Deux jeunes musiciens rejoignent le groupe, offrant une bouteille de vin moldave au « sachant » en matière de musique occidentale, Mike Naoumenko, amateur de Dylan, T-Rex, Lou Reed ou Blondie (Mike n’est pas un prénom franchement russe, au mieux une adaptation de Mikhaïl !). Mike, leader d’un groupe de rock de Leningrad, « Zoopark », est marié à Natalia et père du petit Génia (Eugène). C’est un homme paradoxalement tranquille et très « rock » ; il connaît l’anglais, lit la presse musicale « de l’ennemi de l’Ouest », traduit toutes les chansons qu’il peut dans de petits cahiers qu’il archive scrupuleusement, et s’entoure d’une bande de copains prompts à la fête. Victor Tsoï, musicien débarqué de Lettonie (alors soviétique), est admis dans la bande et s’installe dans la « communauté ».
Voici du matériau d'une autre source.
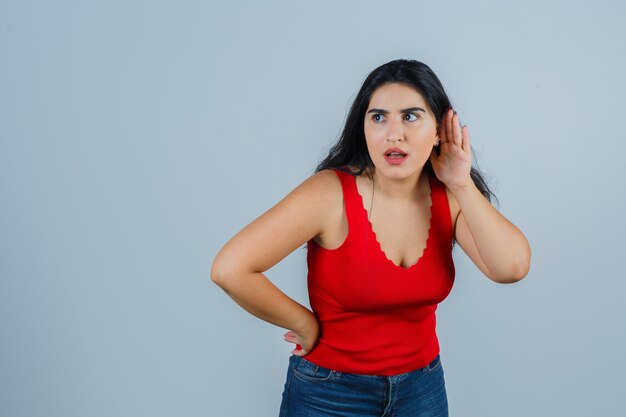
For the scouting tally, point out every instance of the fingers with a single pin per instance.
(450, 131)
(466, 141)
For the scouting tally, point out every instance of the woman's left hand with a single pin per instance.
(454, 162)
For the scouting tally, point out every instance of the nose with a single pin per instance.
(394, 130)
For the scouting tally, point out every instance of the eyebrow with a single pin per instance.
(410, 109)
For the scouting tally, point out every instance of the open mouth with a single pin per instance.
(395, 155)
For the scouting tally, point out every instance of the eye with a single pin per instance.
(411, 117)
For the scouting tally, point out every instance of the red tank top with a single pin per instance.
(378, 318)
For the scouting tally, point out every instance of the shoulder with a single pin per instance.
(455, 207)
(321, 185)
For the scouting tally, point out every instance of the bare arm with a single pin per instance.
(497, 246)
(238, 267)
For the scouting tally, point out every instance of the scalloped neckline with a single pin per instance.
(430, 224)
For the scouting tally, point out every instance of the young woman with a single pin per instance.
(379, 217)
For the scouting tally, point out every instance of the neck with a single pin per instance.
(397, 189)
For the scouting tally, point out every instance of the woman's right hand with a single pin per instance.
(305, 339)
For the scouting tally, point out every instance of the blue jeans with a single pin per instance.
(313, 391)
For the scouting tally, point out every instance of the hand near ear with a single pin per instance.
(454, 162)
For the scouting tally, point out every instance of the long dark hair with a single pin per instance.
(351, 149)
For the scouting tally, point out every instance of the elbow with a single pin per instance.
(517, 270)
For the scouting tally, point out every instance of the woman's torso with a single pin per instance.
(377, 312)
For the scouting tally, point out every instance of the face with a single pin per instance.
(400, 130)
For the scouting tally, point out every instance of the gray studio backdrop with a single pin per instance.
(137, 137)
Ses chansons sont bien accueillies, Mike prodigue de judicieux conseils, est certain du talent de Viktor, pour lequel il organise l’« examen » ouvrant le droit de se produire au club de rock de Leningrad, une salle de concert vaguement « underground » tolérée par le pouvoir brejnévien, organisée par lui. Les rangs sont essentiellement occupés par des jeunes filles, interdites de se lever, rappelées à l’ordre quand elles exhibent le cœur dessiné sur une feuille de papier destiné à leur favori. Des jeunes filles sages, qu’ont à l’œil les « vigiles » chargés du maintien de l’ordre dans la salle [4], vigiles soumis à un « double bind » cocasse : sévérité à l’encontre de toute manifestation contraire à la décence soviétique, mais – pour l’un du moins – goût prononcé pour le « rock » et affection pour les jeunes musiciens. L‘examen, auquel participe toute la bande de copains, voit tout le monde s’en tirer – dans une ambiguïté que le cinéaste a le bon goût de ne pas souligner lourdement – par le jeu subtil du double langage et de l’évitement des conflits. Viktor et ses musiciens vont-ils être agréés par le comité de censure du club de rock ? Il s’agit pour le groupe, qui a choisi de s’appeler Kino [5] (deux syllabes, c’est plus vendeur auprès des jeunes, ça claque), de passer sous les fourches caudines du comité, dirigé par une femme. Les textes, ça ne va pas. On prône le laisser-aller et la désespérance, on utilise ce qu’en Russie on appelle encore « niénormativnaïa lekcika » [6] (lexique non normé ?). Chacun d’y aller de sa justification : « je suis un glandeur » ? C’est pour lutter contre le désir de ne rien faire de la jeunesse. « Je bois de la bière » ? C’est pour lutter contre l’alcoolisme. Les « bliad » (m…) et autres grossièretés qui émaillent les textes ? C’est pour désigner ce qu’il ne faut pas dire… La bonne dame de la censure acquiesce, mais personne n’est dupe. Elle les aime bien, ces jeunes gens. À malins, maline et demi, et tout va bien, sous Brejnev, dans une URSS qui envoie en apesanteur chienne et hommes dans l’espace – ce que ne manque pas de mentionner discrètement le film dans les apparitions graphiques qui émaillent l’histoire – et qui continue d’exaspérer la population russe : conquérir le ciel, soit, mais ne pas savoir ne pas faire exploser les canalisations d’eau en hiver ?
Les filles
Les filles, les femmes : elles sont là, elles vivent leur vie, au club, dans l’appartement communautaire (kommounalka : ces appartements, nos colocations, étaient la règle à Léningrad, et connaissent un regain de faveur), dans la rue [7]. Obèses, ou vieilles, ou jeunes, elles gouvernent le quotidien : Natalia s’occupe de Génia, les « babouchki » ne manifestent aucune hostilité, bien au contraire, aux jeunes hommes, pas plus qu’aux rescapés de la « VOV » (« Grande guerre patriotique »). La communauté fonctionne, dans sa cuisine, dans ses couloirs, dans son partage. Nécessité fait loi. Natalia, en échange de la chambre, s’occupe de la chaufferie de l’immeuble [8]. Les invités s’invitent, venus de Vladivostok (9600 km !), Tcheliabinsk ou Kaliningrad : on ne les met pas à la porte, ils sont là, le pays est grand. Natalia, assure avec tendresse les soins à prodiguer au bébé Génia, le confiant sans réticence aux nounous de l’appartement ou à Viktor.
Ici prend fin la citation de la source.